期刊
JOURNAL OF EXPERIMENTAL PSYCHOLOGY-GENERAL
卷 147, 期 8, 页码 1111-1124出版社
AMER PSYCHOLOGICAL ASSOC
DOI: 10.1037/xge0000411
关键词
gaze control; scene perception; mind wandering; eye tracking
资金
- National Science Foundation (NSF) [DRL 1235958, IIS 1523091]
- Undergraduate Research Opportunities Grant from the Institute for Scholarship in the Liberal Arts (ISLA) at the University of Notre Dame
Physiological limitations on the visual system require gaze to move from location to location to extract the most relevant information within a scene. Therefore, gaze provides a real-time index of the information-processing priorities of the visual system. We investigated gaze allocation during mind wandering (MW), a state where cognitive priorities shift from processing task-relevant external stimuli (i.e., the visual world) to task-irrelevant internal thoughts.

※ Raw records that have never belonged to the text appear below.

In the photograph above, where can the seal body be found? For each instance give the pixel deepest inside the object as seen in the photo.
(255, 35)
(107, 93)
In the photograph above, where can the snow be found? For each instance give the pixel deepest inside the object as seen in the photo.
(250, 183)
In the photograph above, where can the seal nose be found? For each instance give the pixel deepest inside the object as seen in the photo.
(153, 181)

In both a main study and a replication, we recorded the eye movements of college-aged adults who studied images of urban scenes and responded to pseudorandom thought probes on whether they were mind wandering or attentively viewing at the time of the probe. Probe-caught MW was associated with fewer and longer fixations, greater fixation dispersion, and more frequent eyeblinks (only observed in the main study) relative to periods of attentive scene viewing. These findings demonstrate that gaze indices typically considered to represent greater engagement with scene processing (e.g., longer fixations) can also indicate MW. In this way, the current work exhibits a need for empirical investigations and computational models of gaze control to account for MW for a more accurate representation of the moment-to-moment information-processing priorities of the visual system.